Classification of hepatocellular carcinoma according to hepatocellular and biliary differentiation markers. Clinical and biological implications

PC Wu, JW Fang, VK Lau, CL Lai, CK Lo and JY Lau
Department of Pathology, University of Hong Kong, Hong Kong.

Hepatocellular carcinoma (HCC) is a heterogeneous disease. HCC derived from different stages of cellular differentiation may have different clinical and pathobiological behavior. To test the hypothesis that HCC can be classified into two types based on its phenotypic markers (hepatocellular and biliary differentiation), liver tissues from 290 Chinese patients with HCC were studied. Expression of hepatocytic differentiation marker (HEP-PAR-reactive antigen), biliary differentiation markers (AE1-AE3, cytokeratin-19), proliferation markers (Ki-67, proliferating cell nuclear antigen), alpha-fetoprotein, p53, and transforming growth factor-alpha in the tumor tissue were assessed by immunohistochemistry.

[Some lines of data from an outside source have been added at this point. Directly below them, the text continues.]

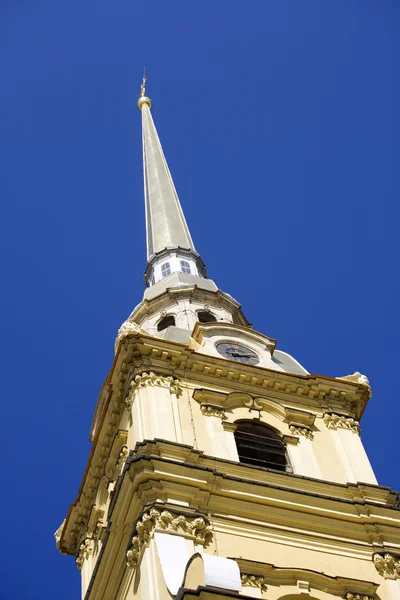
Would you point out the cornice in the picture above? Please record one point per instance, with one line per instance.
(269, 505)
(139, 353)
(345, 587)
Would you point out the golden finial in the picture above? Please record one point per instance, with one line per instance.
(143, 99)
(143, 85)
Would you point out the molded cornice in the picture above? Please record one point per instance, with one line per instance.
(140, 353)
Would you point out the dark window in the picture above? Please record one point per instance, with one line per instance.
(166, 322)
(185, 266)
(259, 445)
(165, 270)
(204, 316)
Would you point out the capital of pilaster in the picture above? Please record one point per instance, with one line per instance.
(333, 421)
(151, 379)
(85, 550)
(211, 410)
(191, 527)
(299, 430)
(387, 565)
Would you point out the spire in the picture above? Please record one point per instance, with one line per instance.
(166, 226)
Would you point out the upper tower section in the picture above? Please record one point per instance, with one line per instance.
(170, 247)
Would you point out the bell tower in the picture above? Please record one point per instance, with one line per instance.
(220, 467)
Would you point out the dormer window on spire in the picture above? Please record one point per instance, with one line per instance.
(185, 267)
(165, 270)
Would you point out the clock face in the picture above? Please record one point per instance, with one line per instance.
(238, 353)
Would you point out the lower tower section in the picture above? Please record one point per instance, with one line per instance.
(210, 478)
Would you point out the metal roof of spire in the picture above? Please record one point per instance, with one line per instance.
(165, 222)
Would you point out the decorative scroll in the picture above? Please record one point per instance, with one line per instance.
(58, 534)
(194, 528)
(123, 455)
(387, 565)
(356, 377)
(127, 328)
(151, 379)
(333, 421)
(211, 410)
(299, 430)
(252, 580)
(85, 550)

Hepatocytic differentiation marker was detected in 99.7% and biliary differentiation markers were detected in 29.3% of these tumors. Clinically, no patient with HCC with biliary markers survived for more than 27 weeks compared with a 22.6% survival rate in patients with HCC negative for biliary markers. HCCs positive for the biliary differentiation markers showed features of more aggressive disease in terms of poorer cellular differentiation (P < 0.001) and high-level expression of proliferation markers (Ki-67, P < 0.001; proliferating cell nuclear antigen, P = 0.0114) compared with HCCs without biliary markers. HCCs with biliary markers also had a higher level of expression of alpha-fetoprotein (P < 0.001) and p53 (P = 0.0077). Classification of HCCs based on its phenotypic (differentiation) markers has both clinical and pathobiological implications.